Rancadore, 64, known as “The Professor”, was convicted in his absence in Italy in 1998 for taking bribes and issuing illegal building contracts.
Mrs Skinner, also 64, the daughter of a former Italian consul to London, told the hearing at Westminster magistrates’ court that they fled Italy to escape the criminal legacy of her husband’s father, Giuseppe, a Sicilian mafia leader.
“We wanted our children to live a different life to that environment, where all they speak about is mafia,” she said. “There was nothing against his name when we left. We wanted to get away from our surname, we had been through so much, we needed a break.
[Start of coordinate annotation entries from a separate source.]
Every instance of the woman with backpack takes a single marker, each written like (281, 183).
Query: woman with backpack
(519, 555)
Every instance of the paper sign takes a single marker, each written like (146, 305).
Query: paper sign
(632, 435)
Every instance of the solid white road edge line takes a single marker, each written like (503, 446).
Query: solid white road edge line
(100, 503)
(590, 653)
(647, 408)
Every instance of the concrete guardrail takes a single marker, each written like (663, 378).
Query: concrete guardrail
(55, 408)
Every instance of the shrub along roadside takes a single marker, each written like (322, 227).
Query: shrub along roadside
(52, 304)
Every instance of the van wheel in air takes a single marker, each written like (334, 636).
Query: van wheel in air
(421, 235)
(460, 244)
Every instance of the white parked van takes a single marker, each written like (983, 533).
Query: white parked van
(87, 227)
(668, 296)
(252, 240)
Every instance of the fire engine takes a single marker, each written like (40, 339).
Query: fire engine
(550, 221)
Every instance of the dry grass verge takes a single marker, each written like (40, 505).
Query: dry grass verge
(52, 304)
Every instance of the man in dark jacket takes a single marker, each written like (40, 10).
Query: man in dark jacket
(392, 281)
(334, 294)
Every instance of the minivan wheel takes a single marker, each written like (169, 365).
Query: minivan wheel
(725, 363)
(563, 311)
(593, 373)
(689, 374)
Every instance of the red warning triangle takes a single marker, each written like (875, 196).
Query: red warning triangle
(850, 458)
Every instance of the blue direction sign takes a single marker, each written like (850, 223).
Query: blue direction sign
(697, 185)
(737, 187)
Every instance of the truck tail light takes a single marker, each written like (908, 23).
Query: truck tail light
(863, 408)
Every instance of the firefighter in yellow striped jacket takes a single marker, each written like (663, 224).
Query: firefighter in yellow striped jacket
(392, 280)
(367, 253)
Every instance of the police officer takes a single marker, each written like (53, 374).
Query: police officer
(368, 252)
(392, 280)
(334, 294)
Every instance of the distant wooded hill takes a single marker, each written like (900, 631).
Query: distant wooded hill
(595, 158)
“I found a job, I was working, it was much easier to have an English name than an Italian name.”
Rancadore was living in London under the name “Marc Skinner”. The couple have two children, Giuseppe, 36, and Daniela, 33, and Mrs Skinner ran an executive travel agency, which she claimed had gone bust when her clients “abandoned” her following her husband’s arrest in August at the family home.
Mrs Skinner said that until this point she had been unaware of the European arrest warrant against him.
When asked if her husband had been hiding, she said: “Yes, but he hasn’t done anything.”
Alun Jones QC, Rancadore’s barrister, said the surname had “cast a shadow” over the family.
Rancadore was granted bail after his wife offered their £370,000 home as a surety. District Judge Howard Riddle imposed conditions including a £50,000 security, a curfew and an electronic tag.
Rancadore had twice been refused bail, but the judge said: “He has no convictions recorded against him in this country or any others and no evidence had been put to me that suggests he has committed offences here or abroad in 18 years.”
Mrs Skinner told the judge: “My husband would never leave me. He would never go anywhere, he wouldn’t allow me to lose my house. I can guarantee on my life that my husband will not go anywhere.” She added that they had lived under house arrest for three years in Italy in the 1980s, after which her husband was acquitted of mafia involvement.
Hannah Hinton, on behalf of the Italian authorities, appealed against the decision and said Rancadore remained “a significant flight risk”.
A review of the extradition proceedings will be held on Dec 16, until which Rancadore will remain in custody. A full extradition hearing is scheduled for Feb 20-21.